DG: In your artist statement you write about the “scrappy dedication” of these individuals. I think that description also applies to the visual character of the places that you capture in your photographs. There is an endearing, chaotic quality to the environments. Almost exactly how I would imagine them looking. I can imagine it might feel almost overstimulating for a photographic eye. How did you approach this—parsing through all the potential subject matter and finding that which best tells the story?
AH: I’ve been a newspaper photographer for nearly 15 years and the early part of my career was spent in local newsrooms, so I understand how they work and what to highlight. I known to look for the police scanner, I know to ask where the newspaper morgue is and I know that I can usually find a bottle of whiskey in the office supply closet.
I also like to focus on older newspapers that maintain historic buildings where you can often find over a century’s worth of history on display in the chaotic collection of negatives, reporters notes, newspaper clippings and knick-knacks. It’s also poignant to see legacy instructions work to redefine their relevance and relationships to their communities.
DG: One thing that I appreciate is that your images have the visual language of journalistic photography, which makes sense because you’re a photojournalist. The voice of your lighting is very distinct and has a nice feeling of harmony. Would you speak to the style that chose to employ for this series?
AH: Most photojournalists employ a ‘run and gun’ approach out of need and necessity. Working with minimal lighting and equipment allows you to minimize your impact on the scene and capture a greater sense of intimacy. I wanted to explore a visual aesthetic outside of the photojournalism norm in part because I liked the challenge and because I had the luxury. When I visit local newsrooms, I’m not on deadline and I spend a great deal of time in these spaces watching for somewhat minimal action. I can use studio lights to add drama, illuminate every coffee-stained corner of the newsroom, and combat the ugly florescent lighting I’m usually dealing with.
DG: You mention that you envision these photographs being exhibited in spaces like libraries within these communities.

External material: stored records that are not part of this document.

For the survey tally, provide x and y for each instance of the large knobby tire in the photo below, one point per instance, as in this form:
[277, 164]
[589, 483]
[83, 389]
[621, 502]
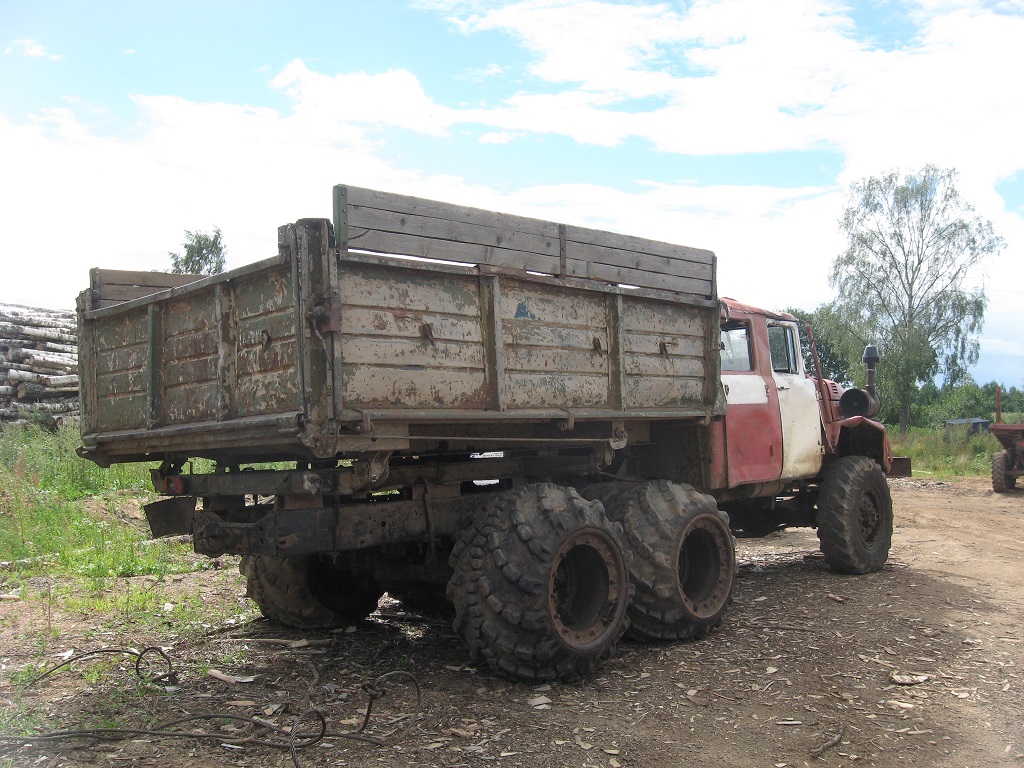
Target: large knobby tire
[541, 591]
[684, 560]
[1001, 482]
[308, 592]
[855, 516]
[427, 598]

Would you talk more about why you feel it is important that this work engage with both smaller and larger audiences?
AH: The loss of local newspapers impacts the communities they serve in a multitude of ways from a loss in voter turnout to an increase in government spending. The impact on our national democracy is slower to emerge, but the impacts within the community are more immediate. The most important audience I need to reach are small communities. That’s why I’m taking this work on the road to display in the communities where I photographed the local newspapers. I want residents to consider what local journalism means to them, because newspapers can only survive if their communities are engaged in their preservation.

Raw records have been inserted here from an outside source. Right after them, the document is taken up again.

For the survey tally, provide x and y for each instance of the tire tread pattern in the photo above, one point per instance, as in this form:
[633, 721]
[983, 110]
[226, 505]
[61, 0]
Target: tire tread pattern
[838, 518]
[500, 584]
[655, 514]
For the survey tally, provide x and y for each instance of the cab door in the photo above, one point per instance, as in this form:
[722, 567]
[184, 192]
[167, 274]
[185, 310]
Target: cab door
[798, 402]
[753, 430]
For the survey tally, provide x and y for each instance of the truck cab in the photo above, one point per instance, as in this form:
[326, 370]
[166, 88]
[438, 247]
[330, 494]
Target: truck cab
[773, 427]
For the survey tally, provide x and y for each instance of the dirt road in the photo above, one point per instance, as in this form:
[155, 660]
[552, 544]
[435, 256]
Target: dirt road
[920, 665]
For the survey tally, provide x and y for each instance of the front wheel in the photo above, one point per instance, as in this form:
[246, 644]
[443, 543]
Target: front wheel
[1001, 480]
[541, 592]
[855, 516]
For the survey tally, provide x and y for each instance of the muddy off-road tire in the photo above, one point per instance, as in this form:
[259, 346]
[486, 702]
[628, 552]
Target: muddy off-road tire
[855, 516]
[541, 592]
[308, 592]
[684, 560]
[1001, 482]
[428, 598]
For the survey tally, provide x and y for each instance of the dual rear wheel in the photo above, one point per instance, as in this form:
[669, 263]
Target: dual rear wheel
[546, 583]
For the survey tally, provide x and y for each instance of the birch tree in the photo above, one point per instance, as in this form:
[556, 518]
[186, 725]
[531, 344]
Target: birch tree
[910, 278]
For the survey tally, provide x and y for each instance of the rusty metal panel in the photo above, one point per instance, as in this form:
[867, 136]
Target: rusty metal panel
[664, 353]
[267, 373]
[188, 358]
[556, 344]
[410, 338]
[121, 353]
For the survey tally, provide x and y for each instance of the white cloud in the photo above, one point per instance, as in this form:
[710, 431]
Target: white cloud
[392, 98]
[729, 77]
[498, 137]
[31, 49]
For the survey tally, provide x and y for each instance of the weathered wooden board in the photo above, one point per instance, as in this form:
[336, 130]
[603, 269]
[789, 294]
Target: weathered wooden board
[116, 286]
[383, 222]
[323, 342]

DG: The idea of “news deserts” is an urgent theme of that this body of work addresses. As you put it, “Without robust local watchdogs to engage communities, government spending goes up, damaging social media rumors go largely unchecked, and city council and school board meetings take place without witness or scrutiny.” Do you feel this work can help inform and perhaps aid in the preservation of local newsrooms? If so, how
AH: News deserts and ghost papers are present in this body of work. Some of the institutions I’ve photographed have closed and many of them continue to cut staff beyond what a healthy newspaper can handle. I hope this work helps local reporters and editors feel seen for their underpaid and difficult work and I hope viewers consider the need for rigorous and factual community journalism for a healthy democracy.